# 'Observing the observer' models

Hello!

I’d like to use an ‘observe the observer’ model, in which a subject has an internal model of how stimuli might be generated (the perceptual model), which they invert; then based on the resulting posterior(latent variables| perceptual data) they respond according to a response model.
From the experimenter’s perspective, given the stimuli, subject responses and candidate models for the perceptual and response models that the subject is using (with their perceptual and response parameters), I want to get the posterior on the subject’s perceptual and response parameters.
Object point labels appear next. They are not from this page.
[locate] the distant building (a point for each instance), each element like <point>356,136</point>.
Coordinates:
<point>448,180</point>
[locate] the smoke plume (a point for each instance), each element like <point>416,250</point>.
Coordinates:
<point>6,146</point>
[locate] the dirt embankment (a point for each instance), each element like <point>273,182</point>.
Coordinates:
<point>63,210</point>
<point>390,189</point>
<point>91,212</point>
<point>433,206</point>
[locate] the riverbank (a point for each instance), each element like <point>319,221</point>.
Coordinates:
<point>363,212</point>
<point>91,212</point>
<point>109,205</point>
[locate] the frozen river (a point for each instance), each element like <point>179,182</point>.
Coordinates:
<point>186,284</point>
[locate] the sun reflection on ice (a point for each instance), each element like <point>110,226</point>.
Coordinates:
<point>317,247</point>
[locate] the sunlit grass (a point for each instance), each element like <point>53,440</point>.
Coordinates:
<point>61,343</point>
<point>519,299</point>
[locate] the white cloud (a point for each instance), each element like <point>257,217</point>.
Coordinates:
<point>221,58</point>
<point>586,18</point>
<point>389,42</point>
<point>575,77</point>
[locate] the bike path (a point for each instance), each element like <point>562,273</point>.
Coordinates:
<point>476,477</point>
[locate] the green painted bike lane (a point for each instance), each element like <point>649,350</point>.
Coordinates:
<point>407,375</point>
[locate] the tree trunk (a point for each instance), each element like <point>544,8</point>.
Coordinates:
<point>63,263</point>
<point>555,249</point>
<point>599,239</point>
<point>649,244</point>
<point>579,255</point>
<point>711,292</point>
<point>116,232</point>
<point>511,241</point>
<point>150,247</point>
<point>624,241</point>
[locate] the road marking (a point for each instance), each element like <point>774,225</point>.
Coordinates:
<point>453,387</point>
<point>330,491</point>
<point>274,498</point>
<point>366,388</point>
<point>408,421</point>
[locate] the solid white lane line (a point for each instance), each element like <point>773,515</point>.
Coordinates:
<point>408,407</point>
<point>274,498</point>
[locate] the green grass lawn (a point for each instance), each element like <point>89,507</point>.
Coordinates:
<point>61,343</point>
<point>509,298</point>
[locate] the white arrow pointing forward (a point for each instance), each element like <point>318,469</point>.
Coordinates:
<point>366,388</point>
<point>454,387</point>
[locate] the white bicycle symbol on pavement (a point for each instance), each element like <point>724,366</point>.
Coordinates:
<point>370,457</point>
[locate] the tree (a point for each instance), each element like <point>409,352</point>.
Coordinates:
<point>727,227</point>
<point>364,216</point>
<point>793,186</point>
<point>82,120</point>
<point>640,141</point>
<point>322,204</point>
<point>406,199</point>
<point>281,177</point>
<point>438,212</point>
Does STAN have a way of specifying this nested inversion? Or do I need to provide an analytical formula for the subject’s posteriors(latent| perceived stimuli)?

Thank you!
Elena

I am not familiar with this kind of models, but it should IMHO be possible in Stan. In general, as long as you would be able to write a simulator that generates synthetic data according to your model you should be able to write the model down in Stan. The only exception is when you have discrete parameters (unobserved variables), which Stan cannot handle directly (but there are tricks to get around this).

Not sure if I understood completely, but I think it is not possible in Stan unless you have an explicit formula for the posterior distribution of the inner model (since the inner model’s normalizing constant would probably depend on the parameters).

I understood the problem to be something like this (since this is probably wrong, you might get better answers if you explicate your model in equations):

Inner model:
p(\text{latent variables} \mid \text{perceptual data}, \text{parameters}) \\ \propto p(\text{perceptual data} \mid \text{latent variables}, \text{parameters}) p(\text{latent variables})

Outer model (contains the inner model as nested):
p( \text{parameters}, \text{latent variables} \mid \text{response}, \text{perceptual data}) \\ \propto p( \text{parameters}) p(\text{response} \mid \text{latent variables}, \text{parameters}) \\ \;\;\times p( \text{latent variables} \mid \text{perceptual data}, \text{parameters})

Stan requires you to be able to write down the unnormalized log probability of the outer model explicitly (where the unknown normalizing constant cannot depend on any of the parameters to be inferred).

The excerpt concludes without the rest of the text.